In VictorOps / Splunk On-Call parlance, business hours oncall is implemented as an "Escalation Policy".
The Batphone is also an "Escalation Policy", and, one escalation policy can trigger another policy if alert(s) go un-acked for a certain interval of time.
This is all fine and good, however the docs state:
Note: If there is no on-call user scheduled in a rotation at the time when this escalation action is triggered, the resulting behavior is that no page will occur in this step. The time delay before the next step will remain as configured. For example, if an incident triggers an Escalation Policy during off-hours and there is no one on call in the rotation to immediately page, the escalation policy will page no one and then wait however long is specified before executing step two.

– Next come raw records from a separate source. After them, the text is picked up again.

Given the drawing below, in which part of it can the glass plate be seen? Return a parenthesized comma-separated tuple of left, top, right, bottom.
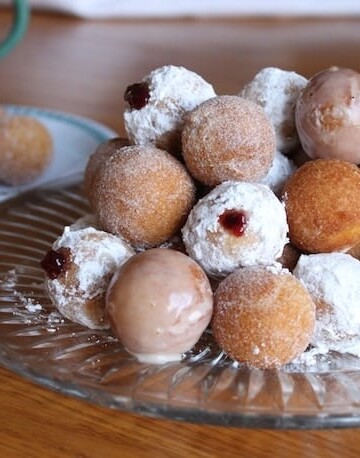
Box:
(1, 184, 360, 430)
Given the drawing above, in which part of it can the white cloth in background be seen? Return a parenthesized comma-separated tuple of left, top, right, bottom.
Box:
(1, 0, 360, 19)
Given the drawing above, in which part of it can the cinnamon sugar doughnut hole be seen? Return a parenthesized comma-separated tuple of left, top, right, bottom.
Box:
(0, 115, 53, 185)
(283, 159, 360, 253)
(92, 145, 196, 248)
(182, 95, 275, 186)
(84, 137, 129, 205)
(212, 266, 315, 369)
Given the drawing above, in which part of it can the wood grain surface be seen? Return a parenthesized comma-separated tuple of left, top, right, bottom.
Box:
(1, 9, 360, 457)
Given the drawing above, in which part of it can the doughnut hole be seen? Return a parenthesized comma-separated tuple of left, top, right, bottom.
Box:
(295, 66, 360, 164)
(106, 248, 213, 363)
(92, 145, 196, 248)
(123, 65, 216, 157)
(212, 266, 315, 369)
(276, 243, 302, 272)
(84, 137, 129, 205)
(283, 159, 360, 253)
(182, 96, 275, 186)
(0, 116, 53, 185)
(239, 67, 307, 154)
(182, 181, 288, 278)
(42, 227, 134, 329)
(293, 252, 360, 354)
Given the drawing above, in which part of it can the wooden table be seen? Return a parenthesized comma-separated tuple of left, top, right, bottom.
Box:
(1, 10, 360, 457)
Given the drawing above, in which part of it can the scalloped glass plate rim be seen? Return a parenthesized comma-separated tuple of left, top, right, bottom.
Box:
(1, 340, 360, 430)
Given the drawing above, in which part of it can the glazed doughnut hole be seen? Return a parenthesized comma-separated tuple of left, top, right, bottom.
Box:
(295, 66, 360, 164)
(106, 248, 213, 363)
(276, 243, 301, 272)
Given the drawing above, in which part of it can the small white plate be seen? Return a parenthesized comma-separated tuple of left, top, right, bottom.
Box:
(0, 105, 118, 201)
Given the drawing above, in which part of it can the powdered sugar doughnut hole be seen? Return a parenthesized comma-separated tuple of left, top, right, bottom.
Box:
(182, 181, 288, 278)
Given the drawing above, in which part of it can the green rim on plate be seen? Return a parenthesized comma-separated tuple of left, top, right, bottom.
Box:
(0, 0, 30, 59)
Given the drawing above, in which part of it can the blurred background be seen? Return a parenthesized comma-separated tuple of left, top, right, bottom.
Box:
(1, 0, 360, 135)
(2, 0, 360, 18)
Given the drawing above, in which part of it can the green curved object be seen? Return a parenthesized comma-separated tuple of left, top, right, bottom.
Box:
(0, 0, 30, 59)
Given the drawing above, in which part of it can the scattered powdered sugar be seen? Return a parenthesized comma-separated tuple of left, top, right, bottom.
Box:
(10, 294, 44, 326)
(289, 345, 331, 369)
(46, 311, 65, 323)
(11, 293, 65, 331)
(0, 268, 17, 288)
(0, 265, 68, 333)
(46, 311, 65, 332)
(24, 301, 43, 313)
(261, 149, 297, 195)
(293, 252, 360, 355)
(239, 67, 307, 153)
(0, 268, 43, 318)
(124, 65, 216, 152)
(13, 293, 43, 313)
(182, 181, 288, 277)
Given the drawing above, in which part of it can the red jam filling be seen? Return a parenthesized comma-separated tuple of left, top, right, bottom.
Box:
(124, 82, 150, 110)
(40, 247, 71, 280)
(218, 209, 247, 237)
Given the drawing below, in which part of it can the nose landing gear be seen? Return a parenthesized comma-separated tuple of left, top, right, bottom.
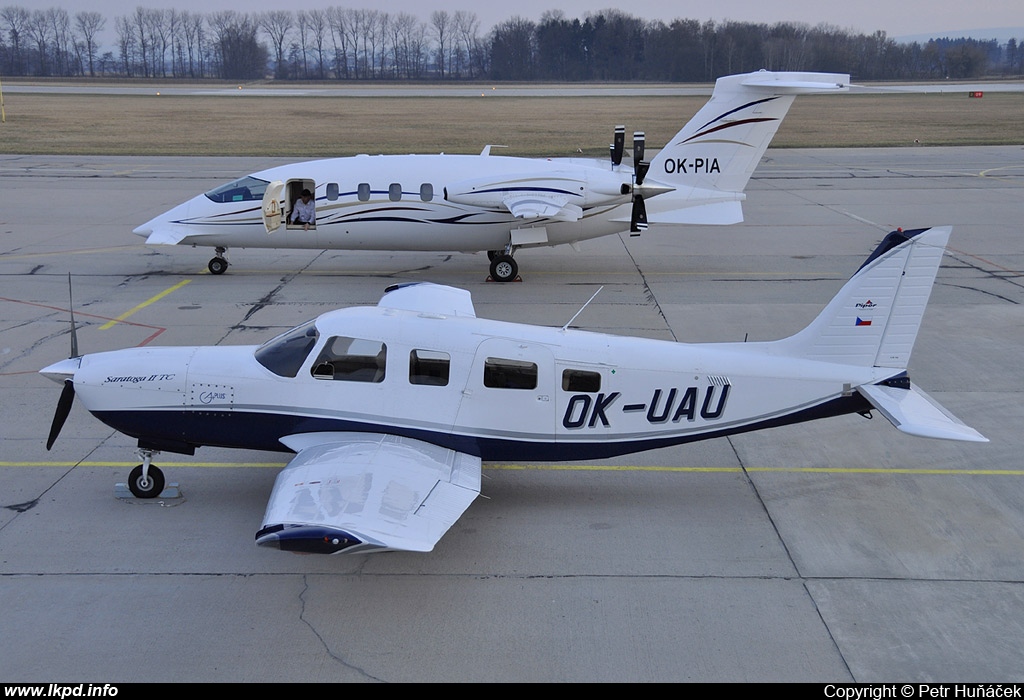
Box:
(128, 449, 166, 499)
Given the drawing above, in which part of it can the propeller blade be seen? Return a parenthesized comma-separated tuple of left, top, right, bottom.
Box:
(630, 195, 648, 236)
(635, 161, 650, 187)
(611, 126, 625, 167)
(633, 131, 645, 166)
(46, 379, 76, 450)
(67, 273, 79, 358)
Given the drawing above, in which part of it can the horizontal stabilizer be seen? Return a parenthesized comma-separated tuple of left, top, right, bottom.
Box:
(740, 72, 849, 93)
(645, 200, 745, 226)
(858, 383, 987, 442)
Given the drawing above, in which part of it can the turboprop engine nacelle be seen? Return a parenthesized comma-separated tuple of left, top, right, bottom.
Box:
(444, 169, 635, 221)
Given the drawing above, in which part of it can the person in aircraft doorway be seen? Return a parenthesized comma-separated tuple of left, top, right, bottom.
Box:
(291, 189, 316, 231)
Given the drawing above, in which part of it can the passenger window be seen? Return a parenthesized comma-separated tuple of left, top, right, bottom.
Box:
(326, 183, 339, 201)
(484, 357, 537, 390)
(562, 369, 601, 393)
(420, 183, 433, 202)
(409, 349, 450, 386)
(357, 183, 371, 201)
(311, 337, 386, 383)
(389, 183, 402, 202)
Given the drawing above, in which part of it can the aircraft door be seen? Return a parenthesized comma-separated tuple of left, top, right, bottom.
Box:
(262, 180, 285, 233)
(456, 338, 556, 440)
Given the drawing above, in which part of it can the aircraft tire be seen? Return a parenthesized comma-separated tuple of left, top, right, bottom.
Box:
(128, 464, 165, 499)
(208, 257, 228, 275)
(489, 255, 518, 283)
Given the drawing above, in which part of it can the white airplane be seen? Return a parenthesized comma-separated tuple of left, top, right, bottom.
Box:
(42, 226, 985, 554)
(134, 70, 849, 282)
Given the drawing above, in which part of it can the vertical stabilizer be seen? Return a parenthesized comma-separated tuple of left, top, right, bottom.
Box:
(649, 71, 849, 197)
(773, 226, 952, 368)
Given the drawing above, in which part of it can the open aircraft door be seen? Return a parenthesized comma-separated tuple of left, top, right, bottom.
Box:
(262, 180, 285, 233)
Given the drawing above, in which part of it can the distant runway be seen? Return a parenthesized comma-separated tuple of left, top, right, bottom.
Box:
(1, 147, 1022, 682)
(4, 80, 1023, 97)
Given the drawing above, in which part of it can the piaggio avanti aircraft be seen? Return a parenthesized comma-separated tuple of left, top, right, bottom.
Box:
(42, 226, 986, 554)
(134, 70, 850, 281)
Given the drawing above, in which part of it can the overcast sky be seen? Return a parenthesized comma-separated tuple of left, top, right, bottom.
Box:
(45, 0, 1023, 41)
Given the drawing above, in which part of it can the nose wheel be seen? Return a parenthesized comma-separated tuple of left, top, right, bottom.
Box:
(128, 450, 165, 499)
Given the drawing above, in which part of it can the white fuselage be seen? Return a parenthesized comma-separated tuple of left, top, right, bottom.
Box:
(134, 154, 640, 253)
(62, 304, 887, 461)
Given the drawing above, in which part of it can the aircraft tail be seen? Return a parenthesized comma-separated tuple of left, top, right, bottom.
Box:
(770, 226, 986, 442)
(645, 71, 848, 225)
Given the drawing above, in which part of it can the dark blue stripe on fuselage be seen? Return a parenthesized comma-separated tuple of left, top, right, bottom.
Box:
(93, 392, 872, 462)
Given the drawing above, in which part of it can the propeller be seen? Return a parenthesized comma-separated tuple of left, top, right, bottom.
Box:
(630, 131, 650, 235)
(45, 274, 80, 451)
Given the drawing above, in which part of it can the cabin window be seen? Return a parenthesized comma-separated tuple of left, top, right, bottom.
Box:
(311, 337, 387, 383)
(326, 183, 339, 201)
(357, 183, 371, 201)
(562, 369, 601, 393)
(420, 183, 434, 202)
(409, 349, 450, 386)
(204, 176, 269, 203)
(254, 320, 319, 378)
(389, 183, 402, 202)
(483, 357, 537, 390)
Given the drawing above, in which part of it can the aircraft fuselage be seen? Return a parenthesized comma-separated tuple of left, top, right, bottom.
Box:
(63, 305, 885, 461)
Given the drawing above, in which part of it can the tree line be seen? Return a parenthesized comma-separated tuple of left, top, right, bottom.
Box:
(1, 6, 1021, 82)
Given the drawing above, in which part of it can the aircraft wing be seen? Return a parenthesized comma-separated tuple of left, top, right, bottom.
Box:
(256, 432, 482, 554)
(503, 194, 583, 221)
(857, 382, 988, 442)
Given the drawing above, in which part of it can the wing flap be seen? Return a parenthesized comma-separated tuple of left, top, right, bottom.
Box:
(858, 383, 988, 443)
(258, 432, 482, 554)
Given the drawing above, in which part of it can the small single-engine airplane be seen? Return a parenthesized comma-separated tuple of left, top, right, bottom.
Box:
(42, 226, 985, 554)
(134, 70, 849, 281)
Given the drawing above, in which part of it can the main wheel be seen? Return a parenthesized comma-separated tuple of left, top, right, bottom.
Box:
(128, 464, 165, 499)
(489, 255, 519, 283)
(208, 257, 228, 275)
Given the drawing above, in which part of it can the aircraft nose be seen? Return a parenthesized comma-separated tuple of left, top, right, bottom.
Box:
(39, 357, 81, 384)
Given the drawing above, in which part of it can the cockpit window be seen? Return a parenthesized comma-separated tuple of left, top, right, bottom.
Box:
(254, 320, 319, 377)
(205, 176, 270, 203)
(311, 337, 387, 382)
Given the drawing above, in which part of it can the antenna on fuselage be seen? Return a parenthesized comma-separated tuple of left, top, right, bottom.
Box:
(561, 286, 603, 332)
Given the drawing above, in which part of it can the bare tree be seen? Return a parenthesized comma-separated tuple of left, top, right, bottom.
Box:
(326, 6, 349, 79)
(25, 9, 53, 75)
(1, 5, 31, 74)
(74, 10, 104, 76)
(260, 10, 292, 78)
(430, 9, 450, 78)
(452, 10, 480, 79)
(306, 8, 328, 79)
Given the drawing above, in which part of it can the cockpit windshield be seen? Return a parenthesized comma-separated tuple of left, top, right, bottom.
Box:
(254, 320, 319, 377)
(205, 176, 270, 203)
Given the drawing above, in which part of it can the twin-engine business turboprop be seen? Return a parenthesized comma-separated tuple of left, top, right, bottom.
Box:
(134, 70, 849, 281)
(42, 227, 985, 554)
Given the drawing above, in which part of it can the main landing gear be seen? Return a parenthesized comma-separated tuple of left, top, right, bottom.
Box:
(487, 246, 520, 283)
(128, 449, 166, 499)
(208, 247, 229, 275)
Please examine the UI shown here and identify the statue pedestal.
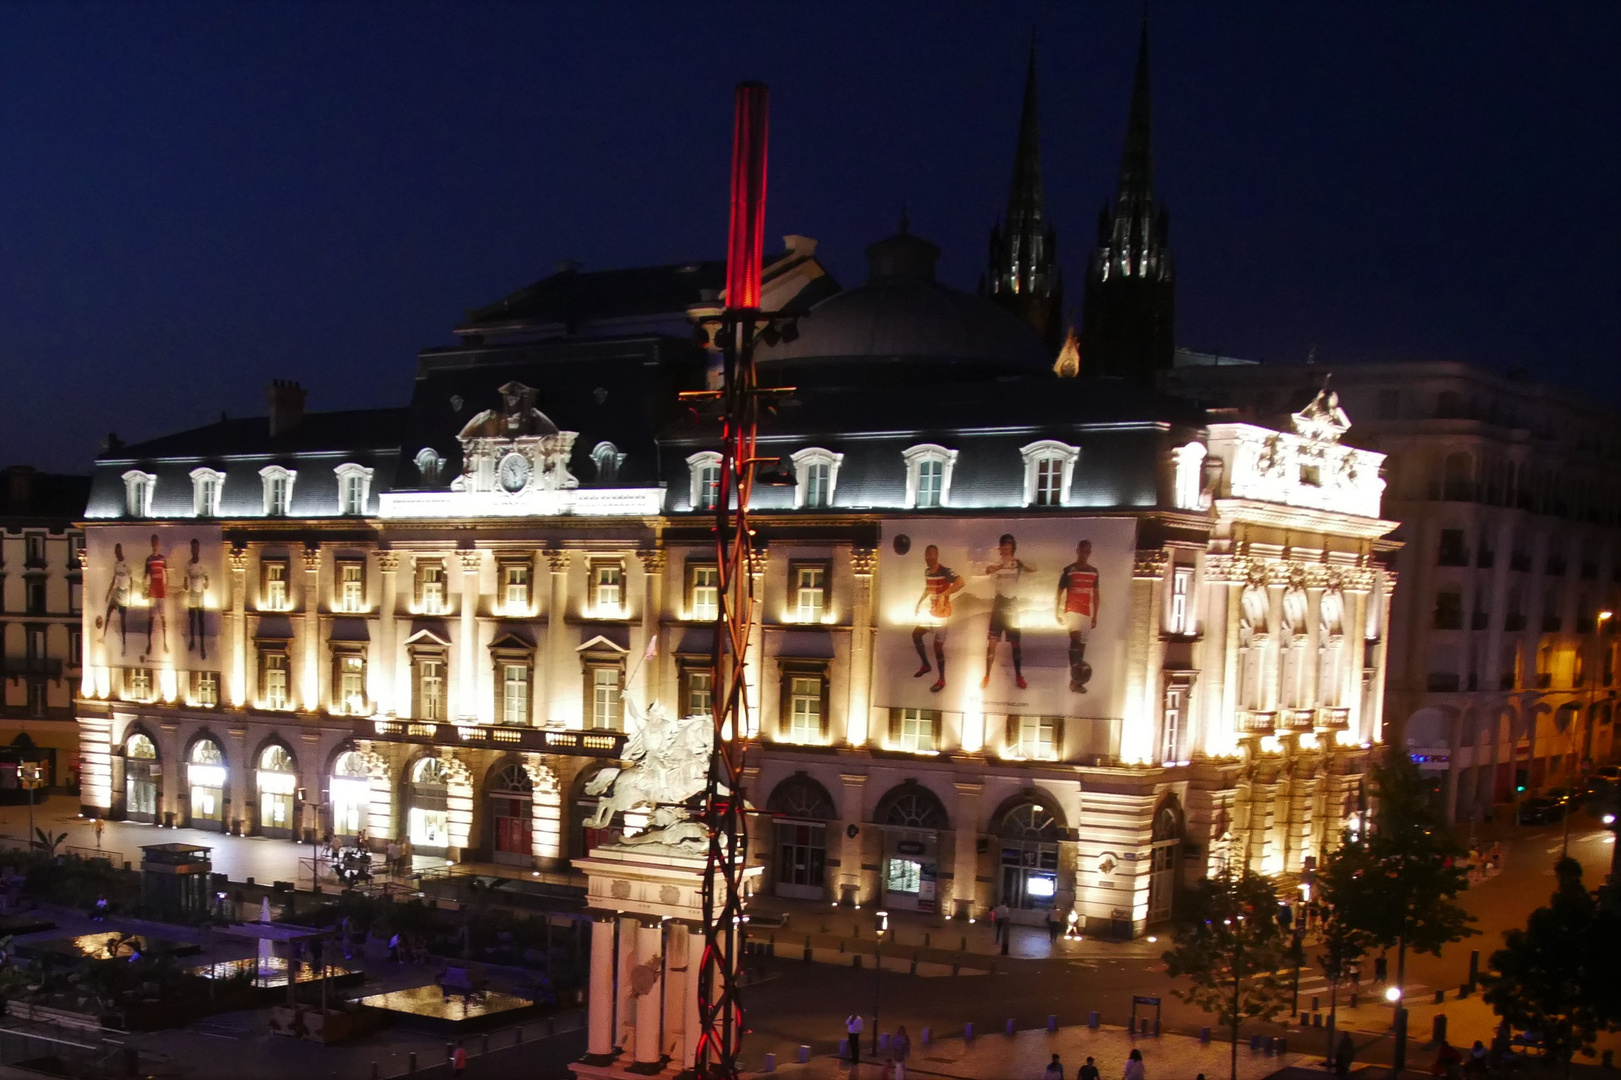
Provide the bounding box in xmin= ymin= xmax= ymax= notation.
xmin=571 ymin=844 xmax=761 ymax=1080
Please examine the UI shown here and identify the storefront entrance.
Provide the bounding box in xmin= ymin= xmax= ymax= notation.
xmin=876 ymin=783 xmax=949 ymax=914
xmin=187 ymin=738 xmax=227 ymax=831
xmin=998 ymin=802 xmax=1061 ymax=911
xmin=256 ymin=744 xmax=297 ymax=839
xmin=330 ymin=750 xmax=370 ymax=841
xmin=408 ymin=757 xmax=450 ymax=854
xmin=123 ymin=733 xmax=160 ymax=823
xmin=767 ymin=773 xmax=836 ymax=901
xmin=487 ymin=763 xmax=533 ymax=866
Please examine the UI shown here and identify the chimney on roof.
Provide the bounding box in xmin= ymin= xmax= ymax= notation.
xmin=267 ymin=380 xmax=307 ymax=437
xmin=4 ymin=465 xmax=35 ymax=509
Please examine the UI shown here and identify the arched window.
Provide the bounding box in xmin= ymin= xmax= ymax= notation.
xmin=488 ymin=762 xmax=533 ymax=864
xmin=766 ymin=774 xmax=835 ymax=820
xmin=187 ymin=738 xmax=227 ymax=829
xmin=126 ymin=733 xmax=157 ymax=759
xmin=591 ymin=442 xmax=625 ymax=485
xmin=1172 ymin=442 xmax=1206 ymax=510
xmin=1148 ymin=797 xmax=1183 ymax=923
xmin=686 ymin=452 xmax=722 ymax=510
xmin=1019 ymin=440 xmax=1080 ymax=507
xmin=767 ymin=774 xmax=835 ymax=900
xmin=879 ymin=784 xmax=947 ymax=830
xmin=260 ymin=745 xmax=294 ymax=773
xmin=122 ymin=470 xmax=156 ymax=518
xmin=997 ymin=799 xmax=1062 ymax=909
xmin=790 ymin=448 xmax=843 ymax=509
xmin=901 ymin=444 xmax=958 ymax=509
xmin=409 ymin=757 xmax=450 ymax=850
xmin=415 ymin=447 xmax=443 ymax=486
xmin=123 ymin=732 xmax=160 ymax=822
xmin=257 ymin=744 xmax=297 ymax=835
xmin=330 ymin=749 xmax=370 ymax=838
xmin=490 ymin=762 xmax=532 ymax=794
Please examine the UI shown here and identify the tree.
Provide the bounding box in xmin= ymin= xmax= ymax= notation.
xmin=1322 ymin=750 xmax=1477 ymax=994
xmin=30 ymin=828 xmax=67 ymax=858
xmin=1163 ymin=870 xmax=1294 ymax=1080
xmin=1483 ymin=857 xmax=1621 ymax=1078
xmin=1312 ymin=900 xmax=1372 ymax=1060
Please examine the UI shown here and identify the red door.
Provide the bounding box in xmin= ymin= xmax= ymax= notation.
xmin=492 ymin=796 xmax=530 ymax=859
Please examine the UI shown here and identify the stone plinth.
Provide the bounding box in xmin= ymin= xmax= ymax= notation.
xmin=571 ymin=844 xmax=762 ymax=1080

The VictorOps entity that provides "glue" between an incoming alert and the appropriate Escalation Policy is known as a "Routing Key".
Currently we have a few relevant ones: icinga, netops, sre-batphone, and the default (fall-through). All four are set to trigger the SRE Business Hours escalation policy.
So therefore, when that policy is empty, alerts are delayed by 5 minutes.
In the interests of expediency I recommend working around this ourselves.
We already have code that can check the membership of the current business hours rotation -- it was committed to Klaxon last week.
This code is already installed and configured and running on role::alerting_host hosts.
We could create a new routing key, direct-batphone, that would page the batphone escalation policy directly, skipping business hours.
Then, it would be trivial to poll this VO API once a minute, and (say) write out a file to disk somewhere with the current Routing Key to be used -- the usual value if there are business hours oncallers, or instead force-batphone if there are not.